Outro hospital da Capital que aplica a IA em diversas frentes é o Mãe de Deus. Entre as iniciativas utilizadas diariamente pelos profissionais da casa de saúde está o uso de algoritmos de IA no processamento de exames de imagem e diagnósticos. Além disso, outra ferramenta consiste também no uso de algoritmo de inteligência artificial baseada em dados e probabilidades, chamada de Munai, para monitorar prontuários eletrônicos e identificar pacientes hospitalizados com risco de piora clínica, antecipando alertas para equipes assistenciais. Cores, como azul, amarelo e vermelho, são utilizadas para indicar situações fora do normal.
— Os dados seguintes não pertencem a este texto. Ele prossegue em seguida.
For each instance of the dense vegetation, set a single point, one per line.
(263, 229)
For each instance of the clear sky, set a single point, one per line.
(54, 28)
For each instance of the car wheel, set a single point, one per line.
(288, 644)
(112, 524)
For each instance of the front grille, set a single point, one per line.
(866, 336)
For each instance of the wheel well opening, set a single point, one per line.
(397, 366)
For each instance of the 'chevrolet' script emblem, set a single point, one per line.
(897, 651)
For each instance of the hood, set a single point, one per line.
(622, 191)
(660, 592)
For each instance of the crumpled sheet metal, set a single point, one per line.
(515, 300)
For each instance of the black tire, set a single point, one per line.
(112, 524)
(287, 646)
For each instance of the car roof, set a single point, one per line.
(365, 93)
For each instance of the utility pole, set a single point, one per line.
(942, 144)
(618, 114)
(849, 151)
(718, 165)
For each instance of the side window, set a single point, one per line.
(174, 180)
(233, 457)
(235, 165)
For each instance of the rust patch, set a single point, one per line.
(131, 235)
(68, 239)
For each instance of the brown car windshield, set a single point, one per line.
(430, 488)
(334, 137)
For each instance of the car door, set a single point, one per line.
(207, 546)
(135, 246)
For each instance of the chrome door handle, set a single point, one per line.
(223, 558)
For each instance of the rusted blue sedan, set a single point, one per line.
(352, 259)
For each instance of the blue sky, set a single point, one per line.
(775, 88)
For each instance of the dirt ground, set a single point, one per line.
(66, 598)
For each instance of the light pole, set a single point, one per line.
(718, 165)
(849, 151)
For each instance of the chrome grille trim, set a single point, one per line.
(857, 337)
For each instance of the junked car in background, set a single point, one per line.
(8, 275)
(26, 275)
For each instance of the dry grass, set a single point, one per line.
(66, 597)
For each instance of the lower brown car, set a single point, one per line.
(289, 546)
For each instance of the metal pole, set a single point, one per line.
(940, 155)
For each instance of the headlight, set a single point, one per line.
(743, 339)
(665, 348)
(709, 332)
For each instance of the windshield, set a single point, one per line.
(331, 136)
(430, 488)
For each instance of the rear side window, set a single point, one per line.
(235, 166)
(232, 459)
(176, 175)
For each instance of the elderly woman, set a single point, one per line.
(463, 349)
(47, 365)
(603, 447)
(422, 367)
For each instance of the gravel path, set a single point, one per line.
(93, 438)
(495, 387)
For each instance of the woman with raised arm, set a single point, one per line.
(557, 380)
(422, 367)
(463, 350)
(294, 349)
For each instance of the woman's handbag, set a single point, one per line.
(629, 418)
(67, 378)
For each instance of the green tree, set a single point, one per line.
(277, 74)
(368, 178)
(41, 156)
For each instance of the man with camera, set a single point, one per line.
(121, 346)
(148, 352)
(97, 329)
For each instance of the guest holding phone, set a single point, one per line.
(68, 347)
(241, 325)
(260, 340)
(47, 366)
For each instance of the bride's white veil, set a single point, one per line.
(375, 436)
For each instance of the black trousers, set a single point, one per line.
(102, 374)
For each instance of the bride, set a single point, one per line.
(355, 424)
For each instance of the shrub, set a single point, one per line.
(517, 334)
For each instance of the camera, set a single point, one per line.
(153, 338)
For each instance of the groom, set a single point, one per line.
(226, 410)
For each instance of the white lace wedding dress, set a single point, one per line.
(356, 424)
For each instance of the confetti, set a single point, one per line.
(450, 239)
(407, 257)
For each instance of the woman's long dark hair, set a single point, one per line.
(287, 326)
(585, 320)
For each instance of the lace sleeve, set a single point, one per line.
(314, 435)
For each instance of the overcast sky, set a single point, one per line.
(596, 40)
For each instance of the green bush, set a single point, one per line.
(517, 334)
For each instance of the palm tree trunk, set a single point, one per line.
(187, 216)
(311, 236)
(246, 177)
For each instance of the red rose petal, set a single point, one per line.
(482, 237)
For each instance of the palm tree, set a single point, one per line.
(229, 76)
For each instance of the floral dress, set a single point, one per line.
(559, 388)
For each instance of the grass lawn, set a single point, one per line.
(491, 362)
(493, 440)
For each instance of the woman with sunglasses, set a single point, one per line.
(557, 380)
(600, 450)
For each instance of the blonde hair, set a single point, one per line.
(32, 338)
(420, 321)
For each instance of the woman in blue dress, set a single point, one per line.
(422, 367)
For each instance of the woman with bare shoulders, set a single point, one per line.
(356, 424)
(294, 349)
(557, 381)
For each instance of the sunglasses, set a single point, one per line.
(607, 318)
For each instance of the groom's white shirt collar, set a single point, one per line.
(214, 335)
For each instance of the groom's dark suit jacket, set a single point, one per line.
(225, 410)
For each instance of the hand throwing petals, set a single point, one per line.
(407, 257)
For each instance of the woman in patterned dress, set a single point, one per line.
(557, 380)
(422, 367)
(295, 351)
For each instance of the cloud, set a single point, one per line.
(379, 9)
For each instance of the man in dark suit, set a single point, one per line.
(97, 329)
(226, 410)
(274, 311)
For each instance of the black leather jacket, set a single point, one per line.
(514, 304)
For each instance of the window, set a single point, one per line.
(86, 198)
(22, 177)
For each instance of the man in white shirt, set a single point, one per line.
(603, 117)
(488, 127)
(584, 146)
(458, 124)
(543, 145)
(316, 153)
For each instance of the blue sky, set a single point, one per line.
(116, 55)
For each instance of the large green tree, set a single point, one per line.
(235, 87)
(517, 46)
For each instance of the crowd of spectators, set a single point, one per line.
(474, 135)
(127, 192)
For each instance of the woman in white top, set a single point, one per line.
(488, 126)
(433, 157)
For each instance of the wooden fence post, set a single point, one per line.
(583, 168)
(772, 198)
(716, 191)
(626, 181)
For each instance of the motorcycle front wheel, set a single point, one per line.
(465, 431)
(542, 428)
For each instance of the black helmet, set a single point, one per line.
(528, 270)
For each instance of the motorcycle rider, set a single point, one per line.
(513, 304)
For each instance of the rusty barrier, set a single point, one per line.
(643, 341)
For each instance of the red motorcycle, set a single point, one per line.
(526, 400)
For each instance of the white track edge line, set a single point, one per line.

De acordo com o diretor médico do Hospital Mãe de Deus, Tiago Ramos, a entidade entende que incorporar tecnologia e inovação é parte integrante do compromisso com segurança, eficiência e humanização do cuidado. Apesar disso, ele reforça que a IA é utilizada como ferramenta de apoio, após passar por processos de validação local e implementação responsável, complementando fluxos de trabalho já existentes no dia a dia do hospital e gerando impactos positivos para o paciente.
“Investir em tecnologia é investir no futuro da instituição. Temos que equilibrar inovação com sustentabilidade financeira, governança de dados, segurança cibernética e compliance regulatório. Enxergamos a tecnologia como parceira indispensável da medicina de qualidade. Nossa missão é que o hospital continue sendo referência não apenas pela excelência clínica, mas também por estar à frente nas fronteiras da medicina do futuro, sempre com ética, segurança e foco no ser humano”, falou o diretor médico.
O Hospital Ernesto Dornelles também utiliza IA como instrumento de apoio à prática médica e à gestão hospitalar. Entre as aplicações, estão ferramentas de apoio à tomada de decisão médica com base em dados em tempo real e uso em farmácia clínica, para otimizar uso de medicamentos prescritos, resultando em práticas seguras, sustentáveis e focadas na qualidade assistencial. O Ernesto Dornelles também conduz projetos-piloto em pesquisa clínica e monitoramento epidemiológico com uso de algoritmos de IA.
De acordo com a gerente de Governança Clínica do hospital, Juliana Fernandes, o avanço tecnológico colocado em prática na instituição está alinhado ao conceito de valor em saúde, promovendo melhores desfechos clínicos, reduzindo desperdícios e fortalecendo a segurança e a experiência do paciente. “Ao automatizar análises complexas e fornecer alertas em tempo real, a IA contribui para reduzir erros de medicação, otimizar o tempo dos profissionais e fortalecer a cultura de segurança do paciente”, concluiu a médica.